In all seriousness, margarine is a poor substitute for butter because a) it contains more trans fat (which is the most unhealthy of the fats) and b) imparts a distinct, some would say, unsavory flavor to baked goods. Some may disagree, but we find margarine—as well as butter "products" like I Can't Believe It's Not Butter!—to be inadequate in pretty much any circumstance.
Yeah, yeah, I know: We already mentioned oil. Even so, people are going nuts about coconut oil as a not-too-sweet, all-natural, vegan-friendly alternative to butter. And it's not just a cooking staple! It can be used for everything from moisturizers to hair treatments.
For people like myself, there's only one problem with coconut oil: the taste. When it comes to baking, the oil shouldn't be overpowering, and coconut has a very distinct flavor. It may be a good idea to try some different flavor pairings, since some baked goods can actually benefit from the subtle hints of this tropical seednut.
Really, there's a coconut product for every recipe: The oil is great for when you need melted butter; coconut milk is useful for when you need a little more consistency; and coconut cream is the go-to option for really smooth, decadent goodies.
No, we're not making this up. Numerous sources recommend using prune purée as a butter alternative, particularly for darker baked goods like brownies, dark chocolate cake, or anything with cinnamon. In fact, you can also use black bean purée for similar purposes.
There's also no denying you've got a health benefit here, too: Compared to butter, there are fewer calories and less fat in prunes, plus you've got the added perk of... well, a healthy colon... With black beans you're getting similar benefits (plus protein).
For those with gumption (and a food processor), you make can make your own prune purée. Otherwise, just get it in baby food form and substitute it for butter, one-to-one.
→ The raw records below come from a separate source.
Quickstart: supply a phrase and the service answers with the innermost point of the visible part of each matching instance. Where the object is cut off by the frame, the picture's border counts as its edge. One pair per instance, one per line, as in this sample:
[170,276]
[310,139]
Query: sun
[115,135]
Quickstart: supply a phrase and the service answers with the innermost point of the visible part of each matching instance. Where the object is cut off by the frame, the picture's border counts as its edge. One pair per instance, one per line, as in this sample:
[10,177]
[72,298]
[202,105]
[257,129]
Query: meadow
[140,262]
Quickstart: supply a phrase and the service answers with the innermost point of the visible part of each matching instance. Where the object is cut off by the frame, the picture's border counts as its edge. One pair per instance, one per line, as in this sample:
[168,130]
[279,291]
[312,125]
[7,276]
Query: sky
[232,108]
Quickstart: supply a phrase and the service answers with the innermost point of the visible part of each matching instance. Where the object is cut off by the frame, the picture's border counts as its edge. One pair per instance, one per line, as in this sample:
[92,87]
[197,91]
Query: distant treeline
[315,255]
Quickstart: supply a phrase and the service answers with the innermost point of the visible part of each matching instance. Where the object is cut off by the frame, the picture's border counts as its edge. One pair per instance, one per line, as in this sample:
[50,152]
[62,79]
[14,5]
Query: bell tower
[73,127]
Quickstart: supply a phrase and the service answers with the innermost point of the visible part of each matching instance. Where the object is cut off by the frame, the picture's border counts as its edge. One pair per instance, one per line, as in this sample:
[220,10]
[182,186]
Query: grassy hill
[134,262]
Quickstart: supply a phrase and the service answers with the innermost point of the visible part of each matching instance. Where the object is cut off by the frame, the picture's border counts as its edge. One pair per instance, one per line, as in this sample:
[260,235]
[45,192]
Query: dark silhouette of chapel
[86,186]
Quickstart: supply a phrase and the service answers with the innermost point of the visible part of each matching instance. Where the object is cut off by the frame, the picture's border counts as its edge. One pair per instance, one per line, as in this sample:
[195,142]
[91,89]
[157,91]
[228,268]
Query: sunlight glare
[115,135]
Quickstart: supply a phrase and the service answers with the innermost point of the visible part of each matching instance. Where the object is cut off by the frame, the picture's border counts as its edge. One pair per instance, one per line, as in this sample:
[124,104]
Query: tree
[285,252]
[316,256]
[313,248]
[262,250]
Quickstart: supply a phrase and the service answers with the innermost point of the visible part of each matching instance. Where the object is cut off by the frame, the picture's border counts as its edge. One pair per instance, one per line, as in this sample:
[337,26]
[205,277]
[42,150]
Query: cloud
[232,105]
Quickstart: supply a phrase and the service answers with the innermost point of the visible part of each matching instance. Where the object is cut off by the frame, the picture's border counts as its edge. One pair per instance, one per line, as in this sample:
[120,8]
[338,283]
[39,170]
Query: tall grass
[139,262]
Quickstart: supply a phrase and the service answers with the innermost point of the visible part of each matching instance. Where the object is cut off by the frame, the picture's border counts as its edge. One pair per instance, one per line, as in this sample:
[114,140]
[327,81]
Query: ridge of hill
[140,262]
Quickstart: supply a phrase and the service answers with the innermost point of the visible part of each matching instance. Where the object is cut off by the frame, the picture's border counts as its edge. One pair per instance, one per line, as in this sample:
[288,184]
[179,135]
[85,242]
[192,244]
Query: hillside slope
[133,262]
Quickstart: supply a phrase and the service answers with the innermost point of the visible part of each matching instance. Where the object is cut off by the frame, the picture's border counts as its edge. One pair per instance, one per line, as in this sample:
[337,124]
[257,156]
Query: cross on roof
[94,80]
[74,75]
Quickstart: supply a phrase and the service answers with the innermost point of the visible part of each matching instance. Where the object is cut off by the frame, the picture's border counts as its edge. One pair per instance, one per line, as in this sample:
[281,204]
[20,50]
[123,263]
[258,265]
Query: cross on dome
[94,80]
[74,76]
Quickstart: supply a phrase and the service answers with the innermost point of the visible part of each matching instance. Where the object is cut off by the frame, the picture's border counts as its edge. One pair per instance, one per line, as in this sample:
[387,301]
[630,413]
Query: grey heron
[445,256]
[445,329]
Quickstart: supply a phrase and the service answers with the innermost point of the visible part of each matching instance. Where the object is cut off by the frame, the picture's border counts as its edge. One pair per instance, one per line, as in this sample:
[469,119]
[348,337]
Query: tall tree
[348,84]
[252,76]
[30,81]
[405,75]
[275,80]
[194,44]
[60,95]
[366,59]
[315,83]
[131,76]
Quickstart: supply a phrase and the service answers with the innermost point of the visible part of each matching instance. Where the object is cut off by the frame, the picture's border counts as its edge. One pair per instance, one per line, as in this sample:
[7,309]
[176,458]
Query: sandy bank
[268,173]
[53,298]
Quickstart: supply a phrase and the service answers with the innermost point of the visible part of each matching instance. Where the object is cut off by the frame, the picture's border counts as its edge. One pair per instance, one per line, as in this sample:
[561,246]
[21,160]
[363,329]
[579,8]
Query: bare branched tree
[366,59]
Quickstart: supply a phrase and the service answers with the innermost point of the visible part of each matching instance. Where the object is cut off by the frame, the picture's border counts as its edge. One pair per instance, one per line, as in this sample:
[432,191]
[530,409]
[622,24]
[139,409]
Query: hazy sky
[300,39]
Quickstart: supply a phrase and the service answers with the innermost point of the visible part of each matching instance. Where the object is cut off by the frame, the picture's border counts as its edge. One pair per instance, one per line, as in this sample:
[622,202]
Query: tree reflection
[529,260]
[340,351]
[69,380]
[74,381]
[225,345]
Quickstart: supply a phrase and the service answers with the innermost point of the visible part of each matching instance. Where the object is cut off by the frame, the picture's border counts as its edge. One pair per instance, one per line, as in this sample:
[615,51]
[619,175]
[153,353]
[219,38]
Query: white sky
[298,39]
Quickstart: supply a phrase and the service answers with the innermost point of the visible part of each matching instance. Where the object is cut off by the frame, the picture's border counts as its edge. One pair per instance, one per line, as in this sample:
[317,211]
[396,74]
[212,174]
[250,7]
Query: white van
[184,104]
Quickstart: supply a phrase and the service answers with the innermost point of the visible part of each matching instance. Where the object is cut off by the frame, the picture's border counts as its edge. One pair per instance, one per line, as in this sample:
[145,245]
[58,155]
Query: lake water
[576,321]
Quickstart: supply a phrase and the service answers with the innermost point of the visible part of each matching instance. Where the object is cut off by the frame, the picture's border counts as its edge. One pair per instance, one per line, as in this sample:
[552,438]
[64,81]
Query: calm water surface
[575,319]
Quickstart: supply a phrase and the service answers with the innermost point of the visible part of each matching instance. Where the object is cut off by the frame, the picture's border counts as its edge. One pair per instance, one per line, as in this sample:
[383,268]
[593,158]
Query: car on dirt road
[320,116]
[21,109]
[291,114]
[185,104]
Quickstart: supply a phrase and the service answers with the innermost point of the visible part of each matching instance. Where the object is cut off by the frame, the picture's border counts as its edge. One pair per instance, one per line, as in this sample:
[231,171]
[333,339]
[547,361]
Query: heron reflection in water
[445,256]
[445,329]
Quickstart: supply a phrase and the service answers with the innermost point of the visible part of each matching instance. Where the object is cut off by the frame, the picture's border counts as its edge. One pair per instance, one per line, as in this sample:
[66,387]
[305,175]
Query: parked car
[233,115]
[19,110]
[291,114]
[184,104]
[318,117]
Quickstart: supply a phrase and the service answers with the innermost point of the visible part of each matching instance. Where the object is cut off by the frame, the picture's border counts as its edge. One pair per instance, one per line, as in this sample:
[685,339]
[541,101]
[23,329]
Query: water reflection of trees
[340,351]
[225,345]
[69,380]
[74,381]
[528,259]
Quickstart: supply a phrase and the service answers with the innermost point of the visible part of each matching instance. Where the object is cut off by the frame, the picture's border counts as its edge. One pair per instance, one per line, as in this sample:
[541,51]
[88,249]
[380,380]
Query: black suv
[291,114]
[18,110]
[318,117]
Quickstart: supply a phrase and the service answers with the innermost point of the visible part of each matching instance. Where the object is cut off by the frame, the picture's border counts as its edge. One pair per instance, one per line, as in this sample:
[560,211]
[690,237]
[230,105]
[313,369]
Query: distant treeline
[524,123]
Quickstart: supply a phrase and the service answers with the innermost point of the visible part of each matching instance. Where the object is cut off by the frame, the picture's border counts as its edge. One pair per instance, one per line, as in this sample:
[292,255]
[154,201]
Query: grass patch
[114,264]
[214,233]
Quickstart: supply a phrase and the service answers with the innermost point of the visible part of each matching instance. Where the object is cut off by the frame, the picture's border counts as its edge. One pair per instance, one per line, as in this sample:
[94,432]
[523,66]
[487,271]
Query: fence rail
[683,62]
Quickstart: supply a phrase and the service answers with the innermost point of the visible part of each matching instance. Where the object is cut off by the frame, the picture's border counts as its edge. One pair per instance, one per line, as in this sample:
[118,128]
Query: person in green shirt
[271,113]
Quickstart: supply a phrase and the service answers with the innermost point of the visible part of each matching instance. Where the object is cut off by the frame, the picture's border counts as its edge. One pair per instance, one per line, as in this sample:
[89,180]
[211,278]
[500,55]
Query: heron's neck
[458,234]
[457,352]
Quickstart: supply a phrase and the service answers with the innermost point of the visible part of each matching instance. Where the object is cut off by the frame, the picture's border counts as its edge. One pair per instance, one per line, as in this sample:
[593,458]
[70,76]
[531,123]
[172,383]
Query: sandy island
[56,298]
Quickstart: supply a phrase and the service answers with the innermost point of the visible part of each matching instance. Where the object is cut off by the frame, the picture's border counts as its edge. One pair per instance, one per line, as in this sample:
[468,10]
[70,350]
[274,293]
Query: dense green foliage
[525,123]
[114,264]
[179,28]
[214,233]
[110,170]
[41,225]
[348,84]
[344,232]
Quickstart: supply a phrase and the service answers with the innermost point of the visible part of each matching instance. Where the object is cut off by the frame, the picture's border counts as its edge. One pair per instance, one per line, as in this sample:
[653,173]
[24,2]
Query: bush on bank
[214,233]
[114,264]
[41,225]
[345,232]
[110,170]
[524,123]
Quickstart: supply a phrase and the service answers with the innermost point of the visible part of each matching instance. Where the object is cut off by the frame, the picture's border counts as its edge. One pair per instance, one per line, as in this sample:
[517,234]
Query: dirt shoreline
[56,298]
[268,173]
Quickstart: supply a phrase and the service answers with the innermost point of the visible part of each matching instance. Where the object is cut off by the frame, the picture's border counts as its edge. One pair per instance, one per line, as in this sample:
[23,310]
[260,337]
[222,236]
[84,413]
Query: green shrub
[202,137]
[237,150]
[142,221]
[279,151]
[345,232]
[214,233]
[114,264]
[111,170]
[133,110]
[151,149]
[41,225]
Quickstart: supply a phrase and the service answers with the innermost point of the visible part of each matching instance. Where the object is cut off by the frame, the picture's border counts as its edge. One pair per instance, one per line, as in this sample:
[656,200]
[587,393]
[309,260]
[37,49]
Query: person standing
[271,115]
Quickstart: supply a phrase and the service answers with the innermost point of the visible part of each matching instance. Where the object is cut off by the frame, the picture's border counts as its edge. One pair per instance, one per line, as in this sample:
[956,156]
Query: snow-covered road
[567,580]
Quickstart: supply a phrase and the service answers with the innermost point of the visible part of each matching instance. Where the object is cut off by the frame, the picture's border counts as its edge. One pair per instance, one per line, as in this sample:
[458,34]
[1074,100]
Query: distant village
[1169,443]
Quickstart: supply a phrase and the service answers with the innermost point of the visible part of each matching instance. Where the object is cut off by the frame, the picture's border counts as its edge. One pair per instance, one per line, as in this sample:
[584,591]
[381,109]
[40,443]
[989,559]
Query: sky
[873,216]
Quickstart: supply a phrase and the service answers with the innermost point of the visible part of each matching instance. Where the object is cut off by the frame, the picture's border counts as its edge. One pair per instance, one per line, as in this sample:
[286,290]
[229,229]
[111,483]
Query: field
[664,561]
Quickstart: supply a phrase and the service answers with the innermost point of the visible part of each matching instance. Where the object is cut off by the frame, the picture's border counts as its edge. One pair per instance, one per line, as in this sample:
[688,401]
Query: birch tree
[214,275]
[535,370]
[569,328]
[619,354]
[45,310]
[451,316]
If the thought of prune pie or bean purée is too much for you, consider pumpkin butter as an alternative to the alternative.
These are not the only alternatives to butter. There are other substitutes that are just as affordable, diet-friendly, and planet-conscious, so don’t be afraid to experiment with your own ingredients. If you find anything you absolutely love, share it in the comments section. And most importantly, bon appétit!